Jakarta to boost building safety after fire

Cooling down: Firefighters inspect the top floors of the 20-story Wisma Kosgoro Tuesday after the skyscraper caught fire for almost 12 hours. Police said forensic experts were still investigating the cause of the fire that destroyed the building’s top five floors.

Following the fire at the Wisma Kosgoro building on Jl. Thamrin in Central Jakarta, the Jakarta Fire Agency plans to intensify evaluations of high-rise buildings in the capital and in the event a building's management refuses to comply, the agency will notify the public.

Jakarta Fire Agency chief Subedjo said his agency would prioritize high-risk, old buildings.

"We will start with 12 buildings and if their safety is not up to standard, they will have to carry out improvements," he said.

He added that the agency would place a sticker on a building that signified it failed to fulfil fire-protection standards if its owner did not comply with the recommendations of the agency. "The sticker will inform the public that the building is not safe, so hopefully tenants and visitors force the developer to improve it," he said.

Subedjo said the agency was previously unable to carry out such a move as it had no legal basis to do so.

"Now there are gubernatorial regulations that allow us to enforce the bylaw," he said.

Subedjo said the Kosgoro building had been warned in 2008 that some of its protection systems were in need of repairs.

A fire razed the building's 16th floor and several floors above it on Monday night.
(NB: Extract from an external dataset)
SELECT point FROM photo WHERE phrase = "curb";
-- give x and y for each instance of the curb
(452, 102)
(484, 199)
It took more than 24 hours for around 200 Fire Agency personnel with 35 fire trucks to extinguish the fire.

Dozens of fire trucks tamed the fire around midnight; however the fire reignited at 6:30 a.m. on the 20th floor, forcing fire trucks to return to the scene. The fire was completely extinguished at 12 p.m. on Tuesday.

No casualties were reported in the fire.

Subedjo said his personnel experienced difficulties in taming the fire as some of the building's equipment that was supposed to help the firefighters were not in working order. "The lifts for firefighters did not work," he said.

Subedjo said high-rise buildings were required to provide and maintain such lifts in case of a fire.

Besides lifts, high-rise buildings are also required to be equipped with a pump to supply water to the sprinklers on the ceilings of each floor.

Subedjo said Kosgoro's pump house was also under repair on Monday night.

He said on account of strong winds, firefighters had to periodically halt their fire-fighting efforts to avoid hot smoke. "Extinguishing the fire from inside the building is the most effective method while the water from the sky lift is only used as a cooling system," he said.

Subedjo called on high-rise building owners to employ technicians who understood fire-protection systems. "The technician would conduct an internal audit on the building's protection system. They should report the result to us," he said.

Jakarta Police spokesperson Sr. Comr. Martinus Sitompul said five floors were damaged in the blaze. "We have questioned two security officers in the building," Martinus said on Tuesday.

Initial police reports state that the fire may have been caused by an electrical short circuit on the 16th floor, but the origin of the fire has yet to be determined.

Hayono Isman, owner of the building, said he appreciated the Jakarta Fire Agency for its hard work but denied the building was not up to standard.

"If the building was not up to standard, I believe that it would have been razed to the ground," Hayono, who is also head of Kosgoro, an organisation affiliated with the Golkar Party, said on Monday as quoted by Antara news agency.